From childhood obesity, to racial profiling, from school segregation to a lack of opportunities for men and boys of color, President Obama and first lady Michelle Obama have found ways to creatively spotlight many of the major concerns confronting the African-American community and, most importantly, create a national conversation around these issues. Remarkably however, throughout all of these conversations around race and/or health, there has been a noticeable lack of attention to African-American women, and in particular, their health. Which raises the question: How is it possible to have an African-American woman on one of this country’s most visible platforms and not have a serious dialogue about black women’s health?

Perhaps because she herself projects such a strong image as a physically fit and healthy woman (biceps anyone?), many in the general public may be less aware of the pressing health concerns facing the majority of African-American women throughout the country. By Obama’s age (50), over half of African-American women are obese and 47 percent have hypertension. African-American women aged 45-54 also have two to three times the rate of diabetes, increased levels of breast cancer mortality, higher rates of hysterectomy and a 60 percent greater likelihood of death from any causethan white women in the same age group. Funding agencies like the National Institutes of Health and the Robert Wood Johnson Foundation have special initiatives focused on childhood obesity and the health of boys and men of color. Yet there is no outcry, no movement, and few national initiatives to support black women’s health.

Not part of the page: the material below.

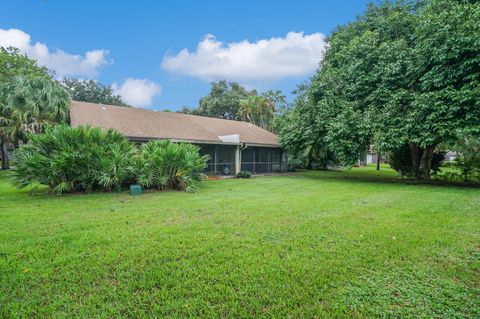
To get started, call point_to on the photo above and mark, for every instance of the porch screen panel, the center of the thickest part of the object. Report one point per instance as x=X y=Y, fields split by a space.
x=225 y=160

While this is sad, it is, unfortunately, not all that surprising. As outlined most recently by Kimberlé Crenshaw in response to My Brother’s Keeper, discussions about “race” are most often about African-American men. Similarly, dialogues about “gender” most frequently center on white women. Consequently, African-American women’s unique concerns are rarely heard. Scholars refer to this as the “intersectional invisibility” faced by African-American women. This invisibility can be emotionally painful and is unjust by most standards. However when it comes to health, it can also be fatal. This is the primary reason why we need a larger platform for conversations about black women’s health.

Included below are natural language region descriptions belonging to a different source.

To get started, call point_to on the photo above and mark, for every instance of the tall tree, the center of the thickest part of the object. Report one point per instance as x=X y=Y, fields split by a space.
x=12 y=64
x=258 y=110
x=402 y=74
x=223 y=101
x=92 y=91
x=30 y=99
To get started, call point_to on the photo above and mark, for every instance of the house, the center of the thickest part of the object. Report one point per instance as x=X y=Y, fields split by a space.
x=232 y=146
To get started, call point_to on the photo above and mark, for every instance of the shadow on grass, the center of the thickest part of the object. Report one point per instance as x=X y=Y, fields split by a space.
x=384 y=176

Much of the lack of attention to this issue may be rooted in the fact that women, of all races, are typically busy taking care of everyone else — children, husbands, others in their community. And in the African-American community –a community experiencing disadvantages– this natural pattern may be exacerbated. Regina Benjamin, the former surgeon general, who resigned in 2013, is an African-American woman who often spoke about the preventable illnesses that affected her immediate family (AIDS, lung cancer, stroke) and the health concerns of the poor, rural community that she served in Bayou le Batre, Ala. (access, difficulty with co-pays). But she rarely spoke about her own health, or the unique health concerns facing African-American women in a substantive way, except to urge black women not to let fear of ruining their hairstyles get in the way of exercise. Both Obama and Benjamin project images in line with the “BlackSuperwoman,” the invulnerable caregiver who is a pillar of strength for her family and her community. But who cares for the caregivers?